Aspirin protects against a variety of inflammatory processes, but it's most famous for the inhibition of prostaglandins. While aspirin is often used to relieve pain in MS, and another inhibitor of prostaglandin synthesis, indomethacin, has been used
therapeutically in MS, it would seem appropriate to investigate more carefully aspirin's possible role in preventing or relieving MS.
A simple protein deficiency has many surprising effects. It lowers body temperature, and suppresses the thyroid, but it increases inflammation and the tendency of blood to clot. Since the brain and heart and lungs require a continuous supply of essential
amino acids if they are to continue functioning, in the absence of dietary protein, cortisol must be produced continuously to mobilize amino acids from the expendable tissues, which are mainly the skeletal muscles. These muscles have a high concentration
of tryptophan and cysteine, which suppress the thyroid. Cysteine is excitoxic, and tryptophan is the precursor for serotonin. Presumably, their presence in, and stress-induced release from, the muscles is one of the mechanisms that reduce metabolic
activity during certain types of stress.
When pregnant animals are deprived of protein, the newborn animals have abnormally high levels of serotonin, and the enzymes responsible for that excess tend to maintain the serotonin excess even when they are grown and have adequate protein. This is
analogous to the effect of excess estrogen early in life, which creates a tendency to develop breast or prostate cancer in adulthood. It would be interesting to study the gestational experience, e.g., length of gestation and birth weight, of the people
who later develop MS.
Although people in the northern countries aren't normally protein-starved, they do tend to get a large part of their protein from the muscle meats.
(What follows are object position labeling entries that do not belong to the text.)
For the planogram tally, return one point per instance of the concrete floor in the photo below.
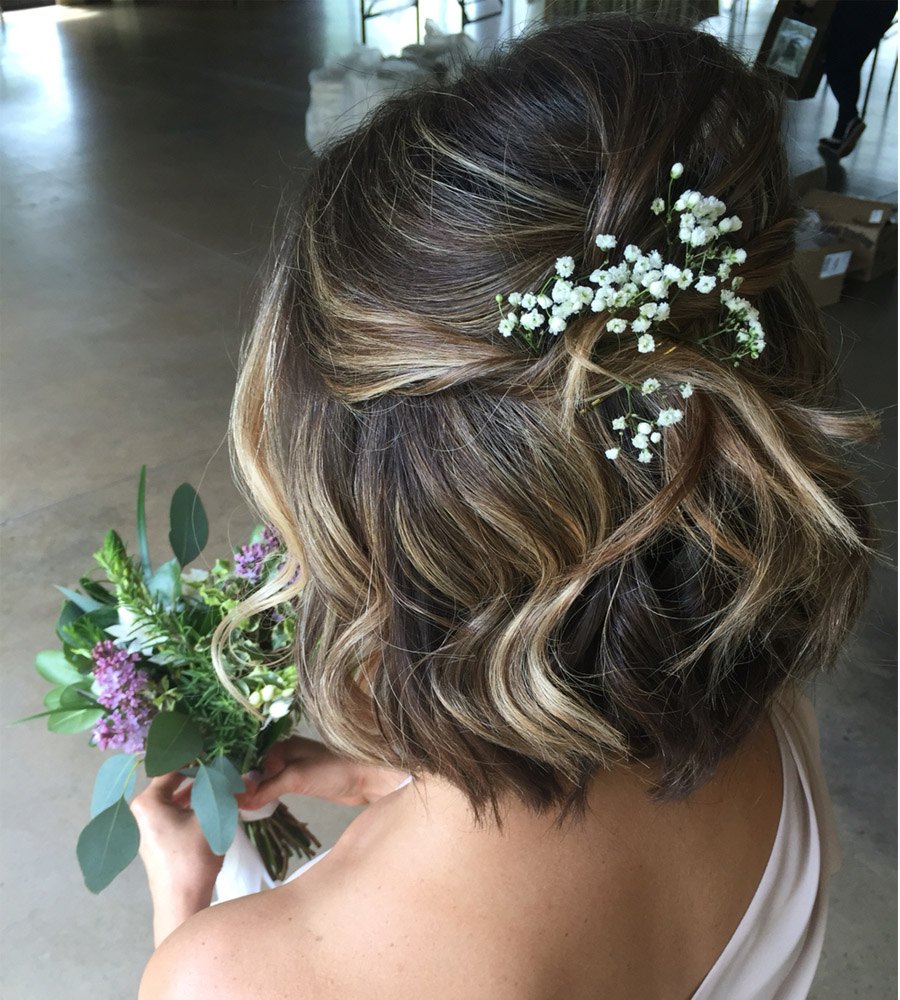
(144, 152)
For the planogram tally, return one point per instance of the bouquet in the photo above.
(135, 668)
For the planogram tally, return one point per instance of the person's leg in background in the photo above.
(855, 29)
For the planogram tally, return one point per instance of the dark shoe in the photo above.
(841, 146)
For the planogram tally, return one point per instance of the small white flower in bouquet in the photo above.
(136, 670)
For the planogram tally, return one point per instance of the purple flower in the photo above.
(250, 561)
(120, 688)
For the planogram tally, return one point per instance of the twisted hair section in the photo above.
(482, 595)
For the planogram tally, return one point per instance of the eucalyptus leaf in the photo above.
(188, 525)
(143, 547)
(107, 845)
(165, 584)
(53, 666)
(228, 771)
(51, 698)
(214, 803)
(96, 590)
(69, 614)
(103, 616)
(172, 742)
(114, 781)
(74, 720)
(75, 696)
(83, 601)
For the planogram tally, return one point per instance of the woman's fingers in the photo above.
(268, 790)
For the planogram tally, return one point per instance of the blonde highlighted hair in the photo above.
(482, 595)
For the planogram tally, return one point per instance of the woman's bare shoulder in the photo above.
(244, 949)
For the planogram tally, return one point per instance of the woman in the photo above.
(566, 566)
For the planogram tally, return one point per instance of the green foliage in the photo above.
(82, 601)
(74, 720)
(229, 772)
(70, 612)
(119, 567)
(212, 799)
(107, 845)
(83, 632)
(165, 584)
(173, 741)
(188, 525)
(114, 781)
(53, 666)
(143, 547)
(96, 590)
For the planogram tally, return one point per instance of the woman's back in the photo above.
(558, 562)
(639, 900)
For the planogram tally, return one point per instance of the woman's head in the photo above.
(483, 594)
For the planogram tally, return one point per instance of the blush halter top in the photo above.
(774, 952)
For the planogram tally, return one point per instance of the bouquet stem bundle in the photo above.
(135, 668)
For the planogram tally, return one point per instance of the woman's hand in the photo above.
(307, 767)
(181, 868)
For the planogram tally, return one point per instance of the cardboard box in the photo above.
(870, 227)
(823, 269)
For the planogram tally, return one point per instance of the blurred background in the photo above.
(146, 148)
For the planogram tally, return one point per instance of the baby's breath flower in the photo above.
(668, 417)
(565, 267)
(730, 225)
(532, 320)
(671, 272)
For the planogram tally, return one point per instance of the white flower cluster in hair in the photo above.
(634, 295)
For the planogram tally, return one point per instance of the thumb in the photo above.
(164, 786)
(266, 791)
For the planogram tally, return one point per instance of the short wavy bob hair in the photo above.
(482, 595)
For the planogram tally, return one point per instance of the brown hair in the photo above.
(483, 595)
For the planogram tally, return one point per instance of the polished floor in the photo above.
(145, 150)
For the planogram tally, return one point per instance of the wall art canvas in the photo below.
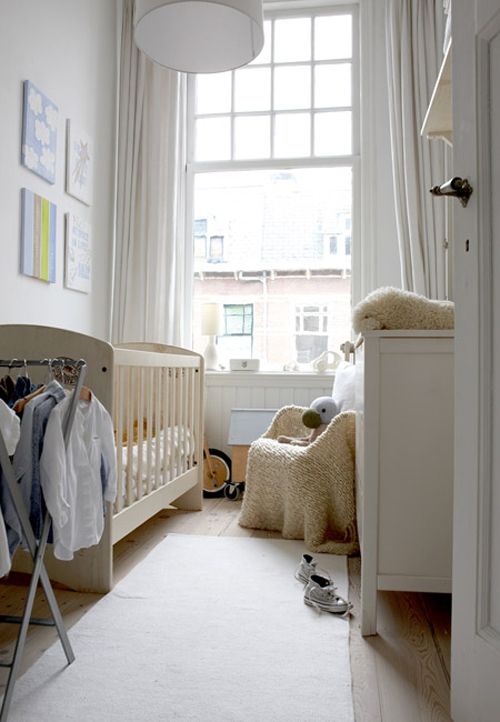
(38, 236)
(78, 255)
(79, 164)
(39, 132)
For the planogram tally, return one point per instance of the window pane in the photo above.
(252, 137)
(292, 40)
(292, 87)
(292, 135)
(213, 139)
(311, 323)
(332, 37)
(265, 54)
(332, 85)
(252, 89)
(213, 93)
(276, 224)
(332, 133)
(310, 347)
(200, 247)
(234, 347)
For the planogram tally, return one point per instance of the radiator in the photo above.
(246, 390)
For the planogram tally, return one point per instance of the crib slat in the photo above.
(138, 420)
(118, 417)
(157, 382)
(149, 372)
(130, 435)
(171, 421)
(164, 421)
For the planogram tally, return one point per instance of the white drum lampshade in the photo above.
(199, 36)
(211, 325)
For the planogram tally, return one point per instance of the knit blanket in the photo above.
(304, 492)
(391, 308)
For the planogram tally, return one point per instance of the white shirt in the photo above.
(4, 549)
(71, 478)
(10, 427)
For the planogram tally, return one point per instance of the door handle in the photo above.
(458, 187)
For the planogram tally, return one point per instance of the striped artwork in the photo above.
(38, 236)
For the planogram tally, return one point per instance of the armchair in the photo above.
(304, 492)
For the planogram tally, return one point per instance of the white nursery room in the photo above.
(249, 347)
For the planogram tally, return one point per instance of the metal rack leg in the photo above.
(39, 572)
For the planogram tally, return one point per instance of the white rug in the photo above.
(205, 628)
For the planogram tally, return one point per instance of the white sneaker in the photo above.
(307, 567)
(321, 593)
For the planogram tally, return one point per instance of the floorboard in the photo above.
(400, 675)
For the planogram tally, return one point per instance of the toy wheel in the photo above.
(216, 472)
(232, 492)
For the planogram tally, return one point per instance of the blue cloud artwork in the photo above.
(39, 136)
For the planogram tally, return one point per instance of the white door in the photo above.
(475, 683)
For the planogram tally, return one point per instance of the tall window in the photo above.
(272, 153)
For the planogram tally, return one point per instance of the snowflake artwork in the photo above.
(78, 254)
(39, 133)
(79, 164)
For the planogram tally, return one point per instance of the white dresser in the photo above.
(404, 459)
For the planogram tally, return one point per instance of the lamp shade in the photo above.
(199, 36)
(210, 319)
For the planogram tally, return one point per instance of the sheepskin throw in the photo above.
(392, 308)
(304, 492)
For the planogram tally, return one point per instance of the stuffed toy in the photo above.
(317, 417)
(393, 308)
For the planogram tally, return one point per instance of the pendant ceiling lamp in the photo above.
(199, 36)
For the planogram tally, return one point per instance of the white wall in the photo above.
(67, 48)
(379, 255)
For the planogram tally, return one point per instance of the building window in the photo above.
(272, 149)
(333, 247)
(237, 336)
(216, 253)
(311, 332)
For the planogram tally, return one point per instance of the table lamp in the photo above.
(211, 326)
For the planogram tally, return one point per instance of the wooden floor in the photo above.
(400, 675)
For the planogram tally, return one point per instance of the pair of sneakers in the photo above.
(320, 592)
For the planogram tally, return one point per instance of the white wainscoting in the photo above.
(227, 390)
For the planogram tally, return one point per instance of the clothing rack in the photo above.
(36, 548)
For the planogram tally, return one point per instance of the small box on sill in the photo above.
(244, 364)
In traditional cultures, all parts of the food animals were eaten--chicken feet, heads, and necks, animals'
ears and eyeballs, etc.--and so the amino acid balance was favorable for maintaining a high metabolic rate and preventing stress.
The observation that multiple sclerosis is associated with the consumption of pork and horsemeat, but not beef, lamb, or goat, is very interesting, since the fat of those animals is essentially like the fats of the plant materials that they eat, meaning
that it is extremely high in linoleic and linolenic acids. The rumen of cows, sheep, and goats contains bacteria that convert the polyunsaturated fats into more saturated fats. Unsaturated fats inhibit the enzymes that digest protein, and MS patients
have been reported to have poor digestion of meat (Gupta, et al., 1977).
The polyunsaturated fats are in themselves toxic to mitochondria, and suppress glucose oxidation, and inhibit the thyroid function, with the same suppressive effect on the ability to oxidize glucose, but they are also turned, enzymically, into the
prostaglandins, and non-enzymically, by spontaneous lipid peroxidation, into the toxic isoprostanes. The isoprostanes, and some of the prostaglandins, are elevated in the brain and other tissues of people with MS.
Lipid peroxidation is very high in multiple sclerosis. Nitric oxide (whose synthesis is promoted by estrogen in most parts of the brain) is a free radical that activates peroxidation.
Lipid peroxidation selectively destroys, naturally, the unstable polyunsaturated fats. In atherosclerosis, the blood vessel plaques contain very little unsaturated fat. This is because they are peroxidized so rapidly, but their high ratio of saturated to
unsaturated fats has been used to argue that the polyunsaturated oils are "heart protective." Similar arguments are often made in MS, though some studies don't support the idea that there is a lack of any of the unsaturated fats. Since lipid peroxidation
is very high, it would be reasonable to assume that there was an abundance of polyunsaturated fats being peroxidized through reactions with catalysts such as iron (S.M. LeVine, 1997) and nitric oxide and peroxynitrile.
I believe that an important aspect of the intolerance for heat so often reported in people with MS could be the tendency of relative hyperthermia to release increased amounts of free fatty acids into the blood stream. Women, because of estrogen's effects,
usually have much higher levels of free fatty acids in the blood than men do. Estrogen increases the release of free fatty acids from stored fat, and the unsaturated fats synergize with both estrogen and prolactin, increasing their effects.
Temperature regulation apparently involves some nerve cells that sense temperature very accurately, and change their activity accordingly. Water has a remarkably high heat capacity, meaning that it takes a relatively large amount of heat to change its
temperature. The "disappearing heat" is being consumed by structural changes in the water. Proteins have the same sort of structural complexity as water, and together they can make effective temperature transducers, "thermometers." (Other substances tend
to undergo major structural changes only as they melt or vaporize. The famous "liquid crystals" have a few distinct structural phases, but cytoplasm is like a very subtle liquid crystal.) The "thermostat cells" are actually responding to a degree of
internal structure, not to the temperature in the abstract. So things that change their internal structure will modify their temperature "set-point."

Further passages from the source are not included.